The reassembled window did not tell any such story – the comic strips had been taken apart.  It was a jumble of intensely coloured fragments from other illustrative windows – mostly finials, scutcheons and patterns from ornamental borders which had been cut and resituated in the centre.  I could see one beanstalk, one white rose, the muzzles of unknown animals, one demon’s jaw, a clipping from an angel’s or a bird’s wing, swatches of beard and several anonymous hands in the irregular latticed framework.

In another example, Jimmy notes that history is often “the study of missing things,”and he proceeds to tell of the damage done to the estate that had been lent to Peter the Great and his retinue when they stayed in London, damage so severe that the architect Sir Christopher Wren and the King’s own gardener were called in to inventory the destruction and loss.  “It seems unlikely that we would have so precise a list of what was growing in [John] Evelyn’s garden if it had not been destroyed,” Jimmy notes.

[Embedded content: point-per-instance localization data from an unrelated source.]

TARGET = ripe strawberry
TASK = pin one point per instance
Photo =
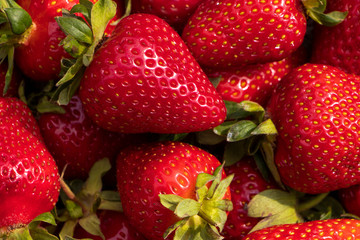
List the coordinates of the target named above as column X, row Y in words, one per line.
column 148, row 170
column 236, row 32
column 247, row 183
column 38, row 54
column 315, row 110
column 16, row 78
column 325, row 229
column 73, row 139
column 29, row 179
column 114, row 225
column 338, row 45
column 350, row 198
column 144, row 79
column 176, row 13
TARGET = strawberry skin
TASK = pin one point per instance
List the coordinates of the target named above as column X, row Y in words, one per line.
column 338, row 45
column 176, row 13
column 315, row 110
column 314, row 230
column 114, row 225
column 147, row 170
column 230, row 33
column 29, row 179
column 73, row 139
column 144, row 79
column 350, row 199
column 247, row 183
column 39, row 55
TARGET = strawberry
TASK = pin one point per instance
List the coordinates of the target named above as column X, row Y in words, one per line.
column 320, row 229
column 176, row 13
column 247, row 183
column 315, row 110
column 73, row 139
column 14, row 84
column 350, row 198
column 148, row 170
column 236, row 32
column 144, row 79
column 29, row 179
column 337, row 46
column 114, row 225
column 38, row 54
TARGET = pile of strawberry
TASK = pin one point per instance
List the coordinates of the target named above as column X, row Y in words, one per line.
column 188, row 119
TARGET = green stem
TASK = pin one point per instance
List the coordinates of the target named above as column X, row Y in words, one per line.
column 312, row 202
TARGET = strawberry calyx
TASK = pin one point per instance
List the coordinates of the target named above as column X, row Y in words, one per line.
column 205, row 216
column 315, row 9
column 83, row 199
column 15, row 24
column 84, row 34
column 34, row 230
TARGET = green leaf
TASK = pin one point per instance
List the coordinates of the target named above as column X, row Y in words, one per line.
column 223, row 129
column 68, row 229
column 46, row 218
column 19, row 20
column 76, row 28
column 72, row 46
column 173, row 227
column 270, row 202
column 91, row 224
column 187, row 208
column 241, row 130
column 266, row 127
column 222, row 187
column 74, row 209
column 9, row 72
column 288, row 216
column 234, row 151
column 170, row 201
column 243, row 110
column 208, row 137
column 42, row 234
column 93, row 184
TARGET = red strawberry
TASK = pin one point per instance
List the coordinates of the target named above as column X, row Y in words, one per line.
column 148, row 170
column 29, row 179
column 144, row 79
column 114, row 225
column 247, row 183
column 314, row 230
column 38, row 54
column 235, row 32
column 73, row 139
column 338, row 45
column 315, row 110
column 350, row 198
column 176, row 13
column 16, row 78
column 254, row 82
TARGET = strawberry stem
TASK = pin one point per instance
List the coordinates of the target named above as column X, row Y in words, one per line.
column 312, row 202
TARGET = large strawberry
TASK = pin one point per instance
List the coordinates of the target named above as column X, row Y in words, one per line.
column 236, row 32
column 350, row 198
column 247, row 183
column 325, row 229
column 114, row 225
column 74, row 140
column 338, row 45
column 144, row 79
column 29, row 179
column 38, row 53
column 165, row 168
column 315, row 110
column 176, row 13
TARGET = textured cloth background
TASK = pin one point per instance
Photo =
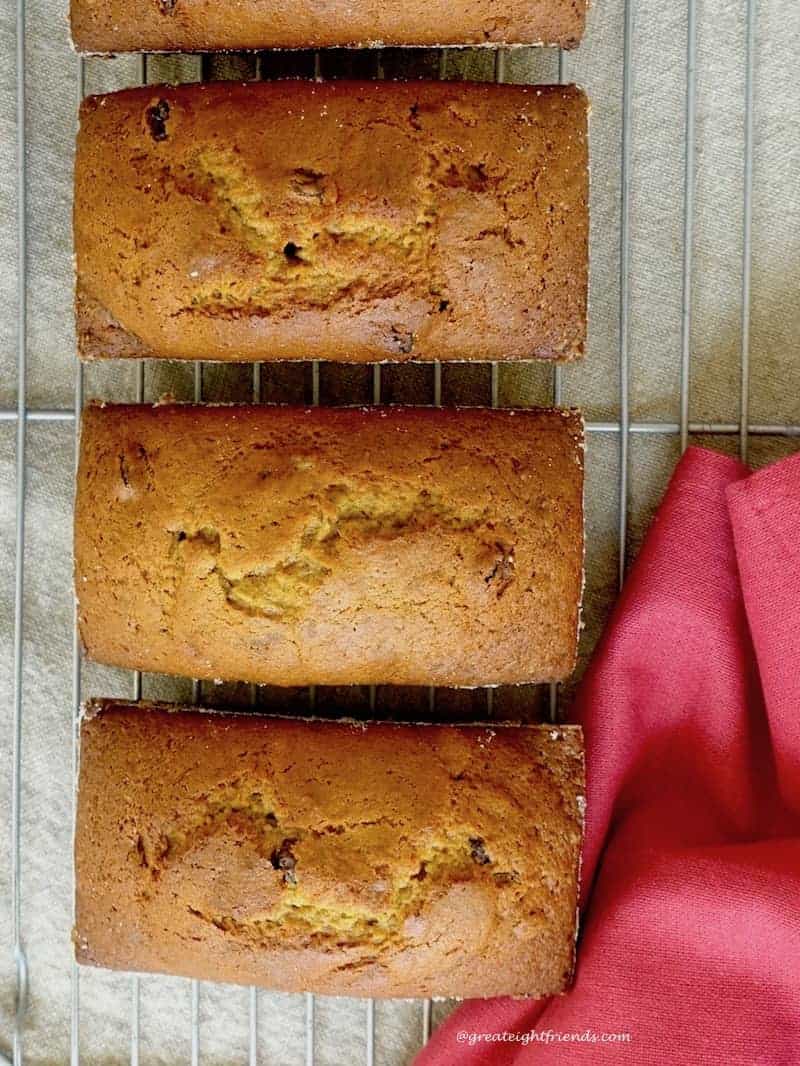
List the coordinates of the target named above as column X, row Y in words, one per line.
column 691, row 866
column 655, row 292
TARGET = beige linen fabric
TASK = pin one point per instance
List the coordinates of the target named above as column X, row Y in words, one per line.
column 655, row 292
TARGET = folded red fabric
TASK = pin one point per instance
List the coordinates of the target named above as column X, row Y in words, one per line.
column 690, row 943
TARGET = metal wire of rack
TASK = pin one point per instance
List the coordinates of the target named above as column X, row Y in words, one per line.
column 623, row 429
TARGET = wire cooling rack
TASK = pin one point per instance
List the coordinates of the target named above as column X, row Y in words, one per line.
column 623, row 429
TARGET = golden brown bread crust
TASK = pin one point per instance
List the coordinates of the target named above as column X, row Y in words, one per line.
column 329, row 857
column 331, row 546
column 347, row 221
column 129, row 26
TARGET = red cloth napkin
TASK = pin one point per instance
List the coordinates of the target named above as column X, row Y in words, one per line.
column 690, row 939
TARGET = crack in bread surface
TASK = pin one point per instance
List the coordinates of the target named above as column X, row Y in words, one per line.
column 317, row 253
column 240, row 812
column 316, row 256
column 341, row 514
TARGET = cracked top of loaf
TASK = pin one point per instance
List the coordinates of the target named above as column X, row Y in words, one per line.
column 331, row 546
column 120, row 26
column 353, row 859
column 348, row 221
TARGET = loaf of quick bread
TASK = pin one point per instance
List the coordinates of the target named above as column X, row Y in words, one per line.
column 172, row 26
column 330, row 857
column 354, row 222
column 331, row 546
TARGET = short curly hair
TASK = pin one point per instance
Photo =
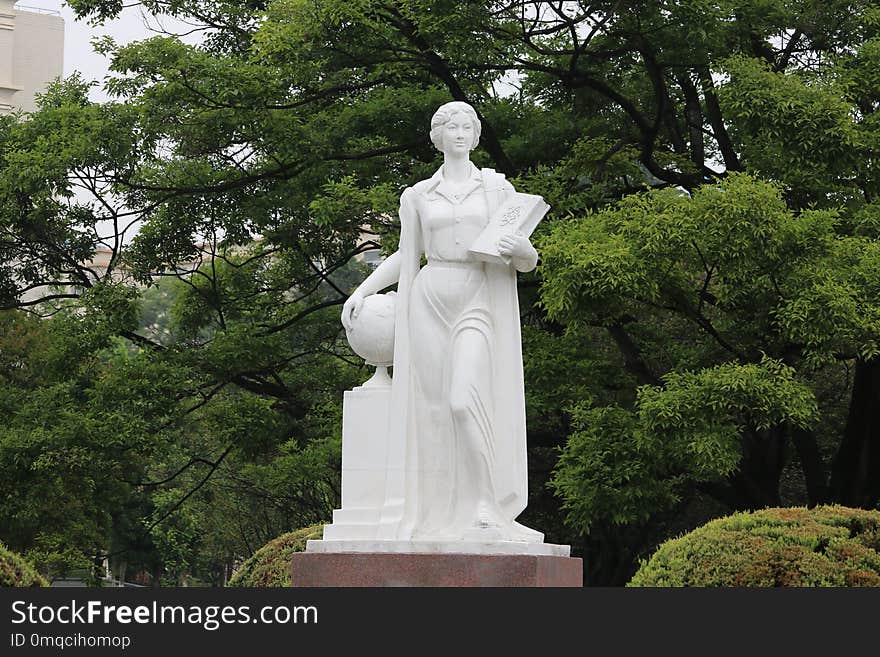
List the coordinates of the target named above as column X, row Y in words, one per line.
column 442, row 116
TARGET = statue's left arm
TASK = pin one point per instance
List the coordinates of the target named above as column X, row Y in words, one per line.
column 524, row 258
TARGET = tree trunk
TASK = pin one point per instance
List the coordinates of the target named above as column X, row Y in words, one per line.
column 855, row 475
column 764, row 458
column 812, row 465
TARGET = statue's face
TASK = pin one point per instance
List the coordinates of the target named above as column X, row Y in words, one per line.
column 458, row 135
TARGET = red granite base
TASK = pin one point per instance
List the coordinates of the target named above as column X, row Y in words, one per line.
column 319, row 569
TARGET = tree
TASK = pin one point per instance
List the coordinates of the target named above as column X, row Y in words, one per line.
column 252, row 161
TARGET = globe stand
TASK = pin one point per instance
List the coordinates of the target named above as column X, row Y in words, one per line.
column 380, row 378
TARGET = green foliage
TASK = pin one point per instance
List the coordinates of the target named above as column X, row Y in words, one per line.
column 623, row 466
column 270, row 565
column 15, row 571
column 708, row 279
column 824, row 546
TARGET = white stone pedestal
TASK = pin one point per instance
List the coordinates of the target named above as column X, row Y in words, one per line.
column 365, row 412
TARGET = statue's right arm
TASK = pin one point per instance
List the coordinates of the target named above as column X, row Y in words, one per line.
column 388, row 272
column 385, row 275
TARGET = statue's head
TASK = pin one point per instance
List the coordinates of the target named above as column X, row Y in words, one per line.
column 455, row 114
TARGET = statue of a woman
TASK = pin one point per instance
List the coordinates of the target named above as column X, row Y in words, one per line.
column 457, row 464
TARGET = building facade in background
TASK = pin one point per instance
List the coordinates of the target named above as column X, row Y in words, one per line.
column 31, row 54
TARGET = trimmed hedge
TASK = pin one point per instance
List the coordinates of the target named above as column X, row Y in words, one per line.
column 15, row 571
column 825, row 546
column 270, row 565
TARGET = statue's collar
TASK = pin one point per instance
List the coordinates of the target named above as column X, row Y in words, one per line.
column 454, row 193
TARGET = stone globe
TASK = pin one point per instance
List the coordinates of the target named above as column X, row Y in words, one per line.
column 372, row 332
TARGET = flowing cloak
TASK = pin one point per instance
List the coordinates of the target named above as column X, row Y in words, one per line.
column 509, row 418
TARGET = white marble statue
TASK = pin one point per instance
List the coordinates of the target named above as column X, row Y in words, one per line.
column 434, row 460
column 456, row 435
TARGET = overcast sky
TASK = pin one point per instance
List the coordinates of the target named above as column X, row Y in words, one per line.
column 132, row 25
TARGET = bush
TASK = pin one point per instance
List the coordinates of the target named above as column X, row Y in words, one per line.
column 270, row 565
column 15, row 571
column 825, row 546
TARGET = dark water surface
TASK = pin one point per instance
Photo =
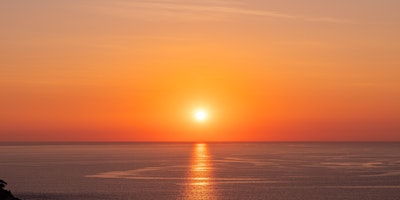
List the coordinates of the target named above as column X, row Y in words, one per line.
column 271, row 171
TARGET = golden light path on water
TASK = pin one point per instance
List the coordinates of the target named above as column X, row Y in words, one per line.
column 199, row 178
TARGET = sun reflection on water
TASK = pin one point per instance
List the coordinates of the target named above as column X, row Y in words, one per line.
column 199, row 179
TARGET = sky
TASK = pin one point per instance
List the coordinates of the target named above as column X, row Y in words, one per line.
column 136, row 70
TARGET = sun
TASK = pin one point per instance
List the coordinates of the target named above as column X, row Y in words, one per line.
column 200, row 115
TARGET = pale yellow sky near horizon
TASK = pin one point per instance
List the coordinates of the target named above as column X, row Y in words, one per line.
column 134, row 70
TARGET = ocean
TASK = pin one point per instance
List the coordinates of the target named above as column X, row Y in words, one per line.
column 195, row 171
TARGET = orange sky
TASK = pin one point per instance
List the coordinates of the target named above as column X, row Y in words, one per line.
column 133, row 70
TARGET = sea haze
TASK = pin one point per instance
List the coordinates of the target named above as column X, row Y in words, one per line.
column 274, row 171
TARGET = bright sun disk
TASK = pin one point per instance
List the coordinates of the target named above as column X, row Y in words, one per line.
column 200, row 115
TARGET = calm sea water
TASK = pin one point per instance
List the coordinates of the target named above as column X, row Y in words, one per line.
column 274, row 171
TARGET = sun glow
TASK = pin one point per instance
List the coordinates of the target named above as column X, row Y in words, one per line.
column 200, row 115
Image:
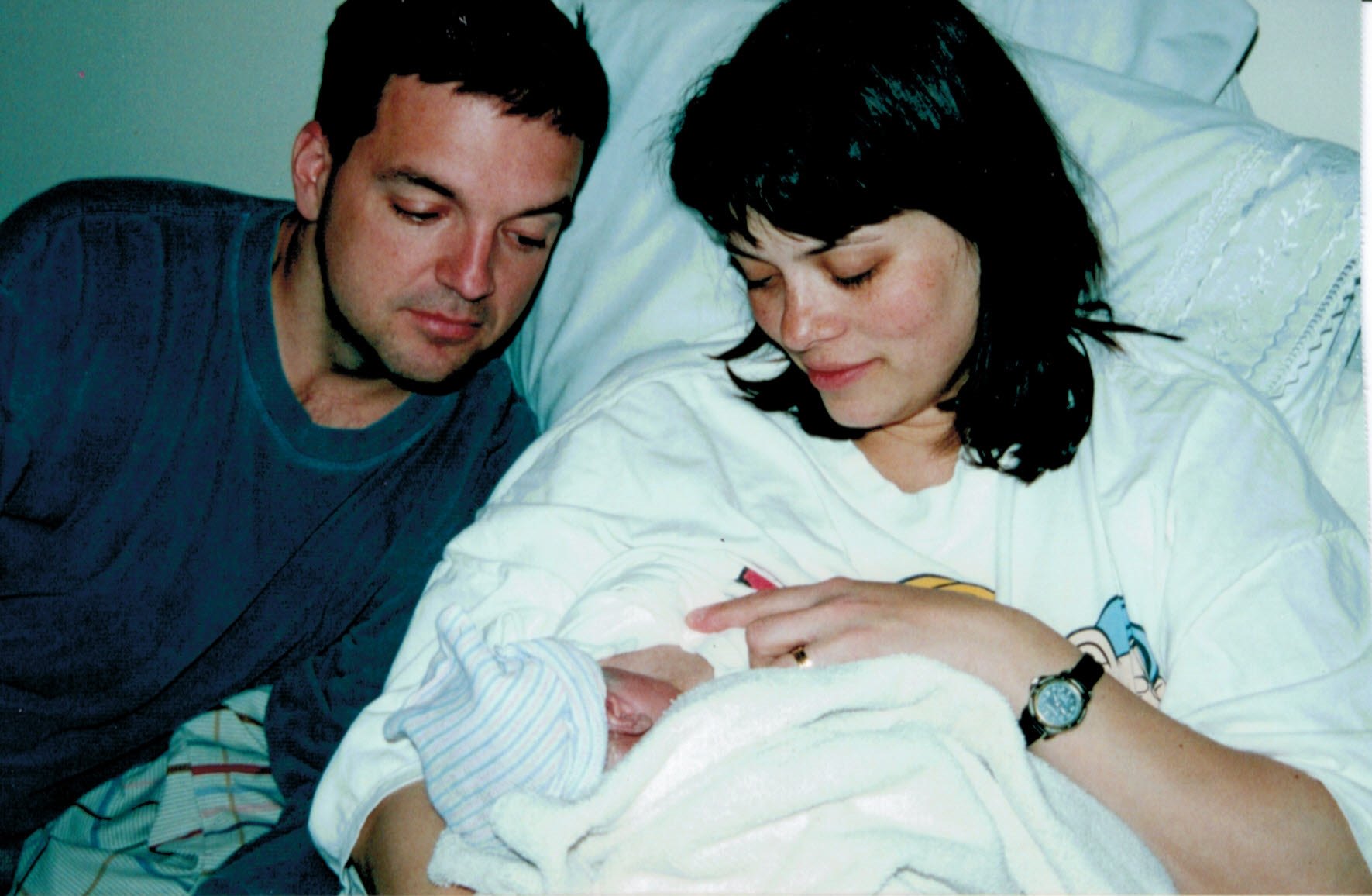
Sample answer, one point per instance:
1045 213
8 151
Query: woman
914 244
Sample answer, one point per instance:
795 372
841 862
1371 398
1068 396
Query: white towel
896 774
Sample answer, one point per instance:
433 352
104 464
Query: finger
800 656
744 611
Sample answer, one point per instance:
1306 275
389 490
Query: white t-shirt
1187 546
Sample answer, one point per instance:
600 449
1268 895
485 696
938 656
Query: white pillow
1220 228
1192 47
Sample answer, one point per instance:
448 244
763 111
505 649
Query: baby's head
533 715
633 705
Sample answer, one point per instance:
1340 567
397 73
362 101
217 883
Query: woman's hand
1161 777
841 621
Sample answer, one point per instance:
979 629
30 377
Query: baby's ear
623 716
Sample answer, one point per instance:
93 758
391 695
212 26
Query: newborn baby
534 715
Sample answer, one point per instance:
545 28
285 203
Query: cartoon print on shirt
1123 648
941 582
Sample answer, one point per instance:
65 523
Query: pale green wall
201 89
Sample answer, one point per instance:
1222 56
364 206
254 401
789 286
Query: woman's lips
445 327
829 379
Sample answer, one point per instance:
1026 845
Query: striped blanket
160 828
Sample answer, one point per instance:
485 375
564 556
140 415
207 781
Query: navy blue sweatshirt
174 526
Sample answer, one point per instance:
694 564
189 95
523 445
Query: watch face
1058 705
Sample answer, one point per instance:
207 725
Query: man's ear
624 718
311 167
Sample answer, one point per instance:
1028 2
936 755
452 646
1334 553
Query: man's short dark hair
840 114
523 53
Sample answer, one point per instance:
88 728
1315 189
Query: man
236 434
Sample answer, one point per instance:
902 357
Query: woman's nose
809 317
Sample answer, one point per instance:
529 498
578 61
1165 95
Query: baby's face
633 705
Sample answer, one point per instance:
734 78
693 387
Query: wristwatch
1058 703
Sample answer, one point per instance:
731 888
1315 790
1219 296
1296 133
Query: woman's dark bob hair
836 114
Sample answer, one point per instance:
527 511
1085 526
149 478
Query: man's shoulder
133 198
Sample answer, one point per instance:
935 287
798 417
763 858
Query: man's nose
467 264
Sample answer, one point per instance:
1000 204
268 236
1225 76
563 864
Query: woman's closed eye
854 281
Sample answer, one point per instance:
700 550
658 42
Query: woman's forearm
1219 819
394 847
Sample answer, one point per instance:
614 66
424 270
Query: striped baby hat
491 719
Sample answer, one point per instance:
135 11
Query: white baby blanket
896 774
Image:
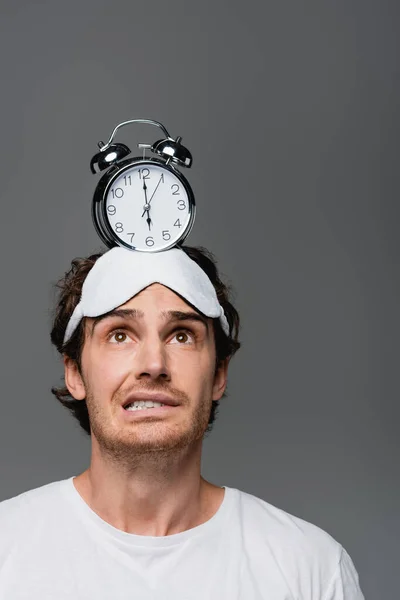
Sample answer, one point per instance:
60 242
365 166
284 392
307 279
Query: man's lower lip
148 412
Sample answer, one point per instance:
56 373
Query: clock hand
148 203
161 178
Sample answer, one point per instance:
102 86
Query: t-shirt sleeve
344 584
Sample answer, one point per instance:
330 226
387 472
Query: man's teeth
143 405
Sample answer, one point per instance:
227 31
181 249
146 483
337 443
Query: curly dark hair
69 293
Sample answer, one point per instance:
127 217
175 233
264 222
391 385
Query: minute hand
161 178
148 203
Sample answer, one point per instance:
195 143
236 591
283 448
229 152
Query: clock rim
99 213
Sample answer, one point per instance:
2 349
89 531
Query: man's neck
154 497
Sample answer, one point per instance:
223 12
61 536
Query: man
146 342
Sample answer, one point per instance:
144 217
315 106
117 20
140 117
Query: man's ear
220 379
73 379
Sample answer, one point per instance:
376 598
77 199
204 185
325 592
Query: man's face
154 343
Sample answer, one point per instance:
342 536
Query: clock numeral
144 173
176 191
149 241
117 193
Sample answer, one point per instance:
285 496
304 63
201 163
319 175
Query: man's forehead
159 293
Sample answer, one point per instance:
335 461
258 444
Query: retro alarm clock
143 203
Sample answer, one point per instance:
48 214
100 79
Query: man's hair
69 294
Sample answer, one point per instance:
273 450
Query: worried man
146 341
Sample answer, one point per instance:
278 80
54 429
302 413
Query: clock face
148 207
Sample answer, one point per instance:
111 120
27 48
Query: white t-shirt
53 546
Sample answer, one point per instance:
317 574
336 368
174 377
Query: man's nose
151 360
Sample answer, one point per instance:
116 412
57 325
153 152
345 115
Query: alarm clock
143 203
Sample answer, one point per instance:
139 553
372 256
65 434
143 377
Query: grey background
291 112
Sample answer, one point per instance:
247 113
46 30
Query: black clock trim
99 213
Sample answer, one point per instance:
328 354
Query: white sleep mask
120 274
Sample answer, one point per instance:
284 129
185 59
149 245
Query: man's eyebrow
180 315
124 313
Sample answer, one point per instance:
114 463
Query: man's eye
182 337
118 337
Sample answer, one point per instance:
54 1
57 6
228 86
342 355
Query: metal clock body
143 204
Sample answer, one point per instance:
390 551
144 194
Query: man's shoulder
20 510
286 533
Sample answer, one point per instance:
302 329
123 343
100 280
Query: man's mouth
143 405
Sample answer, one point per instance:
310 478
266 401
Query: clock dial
148 207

Hunters in the Snow contains fifteen images, including reproductions of artwork, images from within other books, a page from an Asterix comic,and some architectural details.  In this case, the images are used pretty much as straightforward illustrations of what is being discussed in the text.  As Jimmy says at one point, showing his granddaughter a photograph: “There’s your evidence…if you don’t believe me.”

SONY DSC

It is impossible not to think of Sebald – especially Vertigo – when reading Hildyard’s book, and it’s an appropriate comparison.  Ostensibly little more than thoughts and memories of a young historian upon the death of her grandfather, this deceptively modest novel  contains a finely structured, ambitious, and thoroughly entertaining meditation on the nature of history.  

4 Comments Post a comment
  1. ctorre #

    As you say, Terry, it seems impossible not to compare this to Sebald. Does Hildyard’s book feel derivative to you?

    December 4, 2013
    • I don’t think Hildyard’s book is derivative in any negative sense. Sure, it may owe something to Sebald or other writers, but that’s par for the course. I think she goes about her book very differently than Sebald did.

      December 4, 2013
  2. I also (predictably perhaps) thought of Butor too in L’Emploi du temps – the Old Cathedral and its stained glass windows… I’m intrigued, and will get a copy of this asap.